La société de l'avenir sera plus largement démocratique que la notre, parce qu'il est inévitable que la démocratie dans l'ordre politique engendre la démocratie dans l'ordre économique. Sachons donc accepter cette évolution nécessaire. C'est avoir l'inintelligence de son temps, c'est faire de la méthode historique un usage incomplet et par conséquent abusif, que de s'isoler dans un culte chagrin de la tradition et de la coutume des ancêtres; c'est manquer de sens historique que de renier tout le mouvement de son siècle en maudissant la souveraineté du nombre, les tendances à l'égalité et les « faux dogmes de 89 », malgré qu'ils aient acquis droit de cité dans l'histoire; c'est aussi faillir à la loi d'amour de l'Evangile que de fermer son coeur aux aspirations de la multitude vers une vie plus haute et un développement plus large de la personne humaine.
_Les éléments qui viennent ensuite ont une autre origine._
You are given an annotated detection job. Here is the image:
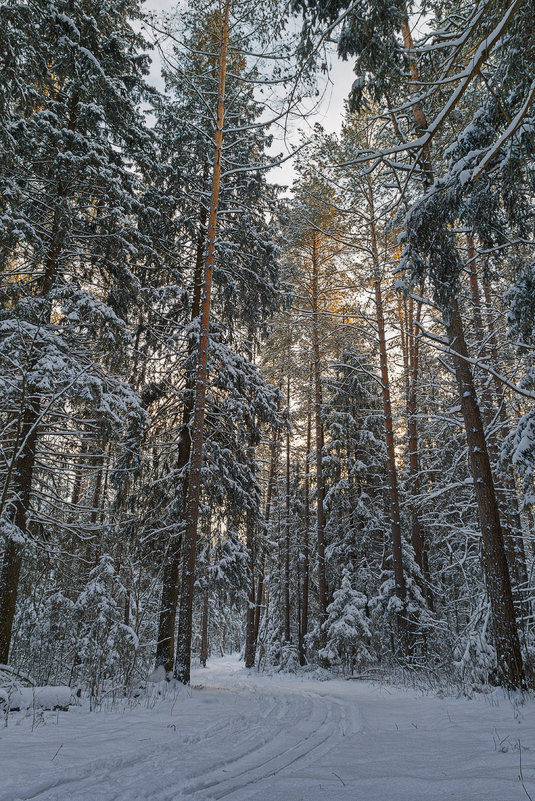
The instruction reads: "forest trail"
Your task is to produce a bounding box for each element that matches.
[0,657,535,801]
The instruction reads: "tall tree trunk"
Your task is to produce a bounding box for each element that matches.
[367,175,407,636]
[405,297,434,611]
[402,18,525,687]
[199,592,208,667]
[156,165,208,672]
[244,445,257,668]
[468,244,528,615]
[0,398,40,664]
[175,0,230,684]
[253,431,278,648]
[284,376,292,643]
[299,401,312,665]
[446,298,525,688]
[311,231,328,625]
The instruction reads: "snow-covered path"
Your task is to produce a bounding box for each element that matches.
[0,657,535,801]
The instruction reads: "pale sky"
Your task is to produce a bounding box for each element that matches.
[144,0,355,185]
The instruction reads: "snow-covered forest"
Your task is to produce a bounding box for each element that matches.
[0,0,535,712]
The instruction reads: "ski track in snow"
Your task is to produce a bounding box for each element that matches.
[0,657,535,801]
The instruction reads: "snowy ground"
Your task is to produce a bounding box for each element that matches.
[0,657,535,801]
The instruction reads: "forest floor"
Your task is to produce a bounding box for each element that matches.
[0,656,535,801]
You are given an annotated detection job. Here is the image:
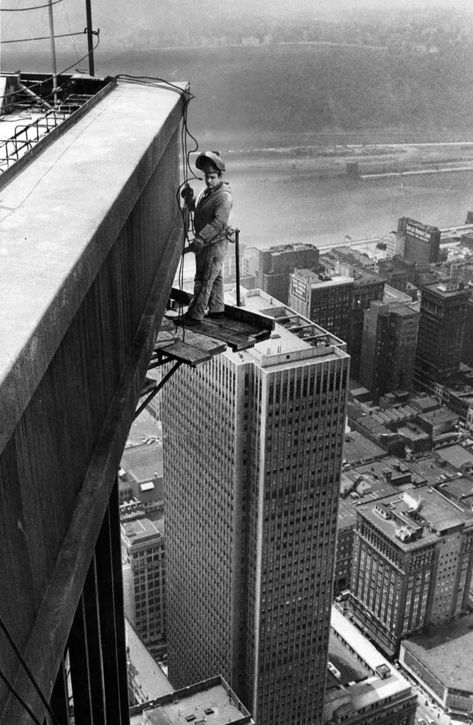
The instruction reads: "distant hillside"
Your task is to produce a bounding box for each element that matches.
[8,43,473,148]
[101,45,473,144]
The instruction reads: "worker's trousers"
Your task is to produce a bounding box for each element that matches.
[187,239,228,320]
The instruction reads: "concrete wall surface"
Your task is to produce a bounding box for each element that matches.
[0,76,183,724]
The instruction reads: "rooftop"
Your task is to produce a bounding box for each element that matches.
[343,430,386,463]
[121,516,164,546]
[437,445,473,469]
[121,438,163,483]
[358,486,473,551]
[402,614,473,695]
[125,617,173,700]
[324,607,412,719]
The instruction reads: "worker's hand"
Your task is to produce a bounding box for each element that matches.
[181,184,194,209]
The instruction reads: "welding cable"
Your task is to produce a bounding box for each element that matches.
[0,670,42,725]
[0,0,62,13]
[0,617,60,725]
[0,30,86,45]
[116,73,199,178]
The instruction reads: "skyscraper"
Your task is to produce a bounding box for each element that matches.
[350,486,473,655]
[416,280,470,380]
[289,269,353,341]
[360,300,419,402]
[162,291,349,725]
[121,513,166,660]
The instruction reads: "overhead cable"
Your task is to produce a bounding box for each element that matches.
[0,0,62,13]
[0,30,100,101]
[0,670,42,725]
[0,28,87,45]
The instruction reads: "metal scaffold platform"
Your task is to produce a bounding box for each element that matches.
[135,288,275,418]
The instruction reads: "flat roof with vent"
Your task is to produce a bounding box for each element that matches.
[130,676,254,725]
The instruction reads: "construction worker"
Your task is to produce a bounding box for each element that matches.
[179,151,232,325]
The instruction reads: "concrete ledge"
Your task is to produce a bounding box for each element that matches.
[0,83,186,452]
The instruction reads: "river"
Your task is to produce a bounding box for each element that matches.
[226,156,473,248]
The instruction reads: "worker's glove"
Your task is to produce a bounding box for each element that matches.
[181,184,194,209]
[183,238,204,254]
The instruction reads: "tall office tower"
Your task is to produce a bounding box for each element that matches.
[461,296,473,365]
[397,217,440,264]
[162,290,349,725]
[359,301,419,403]
[256,244,319,304]
[349,486,473,655]
[289,269,353,341]
[415,280,470,382]
[121,513,166,660]
[347,268,385,380]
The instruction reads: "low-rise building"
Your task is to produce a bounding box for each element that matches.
[130,676,254,725]
[323,607,417,725]
[349,486,473,656]
[399,614,473,722]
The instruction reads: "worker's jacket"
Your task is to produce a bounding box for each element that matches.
[194,181,232,246]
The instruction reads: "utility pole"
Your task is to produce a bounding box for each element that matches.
[85,0,95,76]
[48,0,57,105]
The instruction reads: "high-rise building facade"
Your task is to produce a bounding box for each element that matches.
[162,291,349,725]
[347,267,385,380]
[350,486,473,655]
[397,217,440,264]
[360,301,419,402]
[256,244,319,304]
[289,269,353,341]
[416,280,470,380]
[121,513,166,660]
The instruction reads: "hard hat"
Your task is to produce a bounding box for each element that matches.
[195,151,225,172]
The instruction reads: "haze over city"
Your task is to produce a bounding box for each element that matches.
[0,0,473,725]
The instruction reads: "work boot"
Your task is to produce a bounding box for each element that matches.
[176,315,202,327]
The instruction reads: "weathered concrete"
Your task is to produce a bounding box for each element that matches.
[0,79,186,451]
[0,79,183,725]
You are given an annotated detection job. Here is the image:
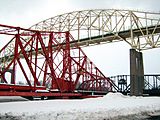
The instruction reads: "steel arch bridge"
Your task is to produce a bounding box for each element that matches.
[0,9,160,97]
[30,9,160,51]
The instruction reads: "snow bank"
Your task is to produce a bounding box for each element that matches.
[0,93,160,120]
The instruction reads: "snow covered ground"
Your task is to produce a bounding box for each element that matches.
[0,93,160,120]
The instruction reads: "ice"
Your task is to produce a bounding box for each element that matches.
[0,93,160,120]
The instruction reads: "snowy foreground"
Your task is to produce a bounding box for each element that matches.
[0,93,160,120]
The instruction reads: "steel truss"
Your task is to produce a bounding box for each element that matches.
[30,9,160,51]
[0,25,117,97]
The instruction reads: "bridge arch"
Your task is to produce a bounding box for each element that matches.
[30,9,160,51]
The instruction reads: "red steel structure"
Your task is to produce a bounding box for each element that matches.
[0,25,116,98]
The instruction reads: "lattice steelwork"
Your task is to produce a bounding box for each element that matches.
[30,9,160,50]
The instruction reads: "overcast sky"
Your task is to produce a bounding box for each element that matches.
[0,0,160,76]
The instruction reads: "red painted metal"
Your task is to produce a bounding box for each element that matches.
[0,25,116,96]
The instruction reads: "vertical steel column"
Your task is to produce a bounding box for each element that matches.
[130,49,144,96]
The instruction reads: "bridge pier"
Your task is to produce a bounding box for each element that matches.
[130,49,144,96]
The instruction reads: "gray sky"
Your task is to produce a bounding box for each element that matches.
[0,0,160,76]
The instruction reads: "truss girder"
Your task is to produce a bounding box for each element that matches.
[0,25,117,93]
[30,9,160,50]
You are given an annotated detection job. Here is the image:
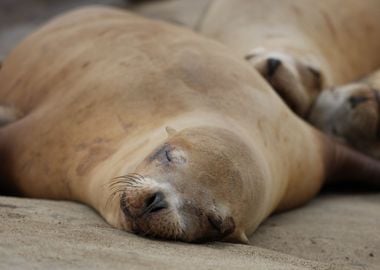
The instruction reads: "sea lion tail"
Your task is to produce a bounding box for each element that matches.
[324,137,380,189]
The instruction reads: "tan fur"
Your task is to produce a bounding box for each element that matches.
[309,70,380,159]
[200,0,380,117]
[0,7,380,241]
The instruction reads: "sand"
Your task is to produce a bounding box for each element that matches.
[0,0,380,270]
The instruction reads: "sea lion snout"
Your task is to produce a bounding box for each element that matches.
[122,191,168,218]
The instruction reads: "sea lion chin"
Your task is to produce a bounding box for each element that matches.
[0,7,380,242]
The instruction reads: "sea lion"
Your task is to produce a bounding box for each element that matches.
[199,0,380,118]
[0,7,380,242]
[308,70,380,159]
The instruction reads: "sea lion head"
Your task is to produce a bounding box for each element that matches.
[309,82,380,146]
[113,127,260,242]
[245,47,324,117]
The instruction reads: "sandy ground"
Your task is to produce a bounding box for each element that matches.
[0,194,380,270]
[0,0,380,270]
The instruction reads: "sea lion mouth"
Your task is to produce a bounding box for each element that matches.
[108,174,235,243]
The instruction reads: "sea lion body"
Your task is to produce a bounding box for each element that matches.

Le passé a eu ses vertus et ses vices, comme le présent a les siens. L'orgueil de race, l'esprit de caste, la violence des passions égoïstes chez ceux qui détenaient la toute-puissance , la barbarie des peines, l'esprit d'intrigue, les faveurs iniques et la corruption des cours, n'avaient rien de plus nobles que l'envie populaire, l'esprit de secte, l'ambition intrigante et la corruption dans la démocratie; le sentiment de l'honneur féodal, les vertus patriarcales chez les maîtres et les serviteurs, n'avaient pas une valeur plus grande que le sentiment de l'indépendance et de la dignité personnelle, la pitié fraternelle, le dévouement à la science, l'activité généreuse dépensée au service de la cause populaire. La démocratie a ses faiblesses, parce
qu'elle est humaine, mais elle a aussi sa grandeur. Il faut l'accueillir
sans arrière-pensée et sans crainte; il faut l'aimer et la saluer avec
joie, parce que c'est elle qui, dans un état de haute civilisation,
multiplie le mieux les valeurs individuelles et réalise la plus grande
somme de bonheur pour le plus grand nombre.